A sound of disinterest left Darius as he ate. Entire pancakes disappeared into his mouth and down his throat with little chewing involved. "If you had not known we were other, as you say, you would not have noticed any differences. Humans are incorrigibly unobservant and ignorant to the existence of those not within their own genus."

I scowled. "You can't blame humans for being ignorant of the existence of the preternatural."

His mouth formed the word preternatural, lip curling in dislike. "Yes, I can."

"No, you can't. We're told for our entire lives that things like you and witches and mages and magic don't exist. People who believe in this stuff are called insane, and in the past, they were burned alive or committed to asylums. We aren't unaware or unobservant; we see your differences, feel the wrongness of your presence, but self-preservation forces us to rationalize those differences into something deemed logical." I shoved my spoiled breakfast away and slopped milk on the table. "To think us stupid simply because we lack knowledge of your kind proves your own arrogance, Darius."

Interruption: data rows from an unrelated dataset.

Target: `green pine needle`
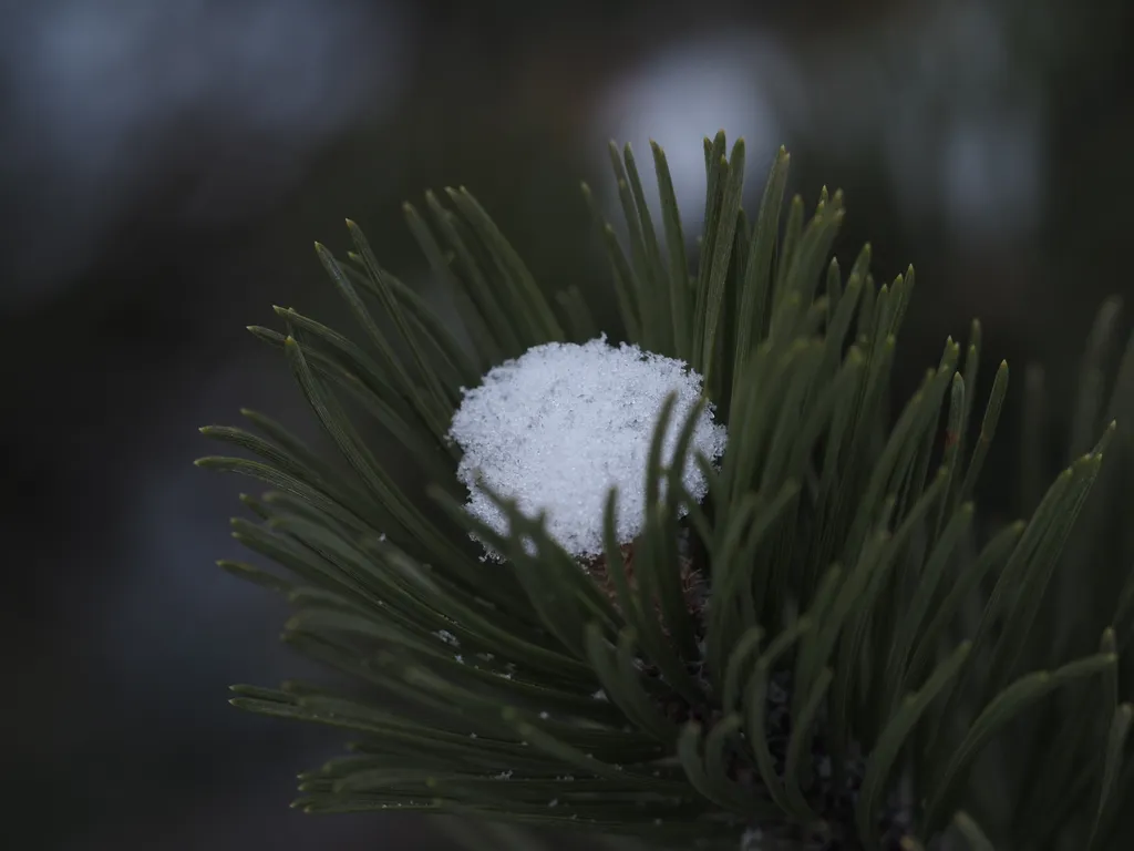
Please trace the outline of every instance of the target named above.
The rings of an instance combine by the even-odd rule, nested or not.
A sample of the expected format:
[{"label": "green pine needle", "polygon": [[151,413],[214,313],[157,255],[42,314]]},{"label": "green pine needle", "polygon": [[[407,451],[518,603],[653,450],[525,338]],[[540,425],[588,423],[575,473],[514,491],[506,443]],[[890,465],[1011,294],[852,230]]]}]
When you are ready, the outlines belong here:
[{"label": "green pine needle", "polygon": [[[1035,511],[998,526],[978,485],[1008,368],[982,403],[980,325],[888,421],[913,269],[877,287],[866,246],[844,276],[830,258],[841,193],[823,189],[810,218],[796,197],[781,221],[781,149],[750,219],[743,141],[704,150],[700,229],[682,222],[657,144],[658,221],[634,152],[610,146],[627,245],[584,185],[621,328],[600,328],[575,287],[549,297],[465,188],[405,208],[459,330],[353,221],[349,262],[316,244],[361,334],[287,309],[281,330],[249,330],[284,351],[338,457],[245,412],[251,430],[203,429],[242,455],[197,463],[270,489],[242,497],[251,516],[232,533],[281,573],[219,564],[286,595],[285,640],[357,688],[234,686],[231,702],[353,736],[349,756],[301,776],[304,811],[472,817],[490,825],[468,834],[482,846],[536,848],[523,827],[682,848],[1129,846],[1134,337],[1115,365],[1118,303],[1092,330],[1075,460],[1050,488],[1027,372],[1018,443]],[[508,534],[471,516],[448,431],[490,366],[600,331],[700,372],[729,443],[719,464],[686,461],[699,407],[672,423],[666,465],[671,397],[641,533],[618,540],[611,490],[594,519],[604,555],[581,563],[508,494],[489,494]],[[387,471],[375,433],[431,504]],[[701,504],[687,463],[708,482]]]}]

The pancakes vanished, replaced by a smattering of crumbs spread on the empty plate. The pan was still hot on the stove, and yet the Sin had already eaten the entire stack I'd put before him. The chatter of the news report continued in the background. "It is not arrogance. It is realism. The two often cavort in the same guise." He stood and wiped his mouth on a paper towel I'd handed him with his meal. "As you say, humans are willfully ignorant, persecuting those who see the world in shades of gray rather than in black and white. It's worse than being unobservant, Sara."

"I suppose."

Fed and satiated, Darius surprised me by clearing the dishes from the table, setting both my bowl and his plate in the sink. He even stooped to pick up the boxes and Tupperware he had thrown earlier. "You are ignorant as well, but not from lack of trying. I find that...admirable. It sets you apart from the other humans around you."

Admirable? I blinked, processing what he had said. Darius thought me admirable? "That's not exactly a compliment," I replied.

"No, but it is an improvement." His napkin landed on the puddle of milk I had spilled. "We will speak later." Before I could argue, he vanished in a breath of burnt air, leaving me alone once more.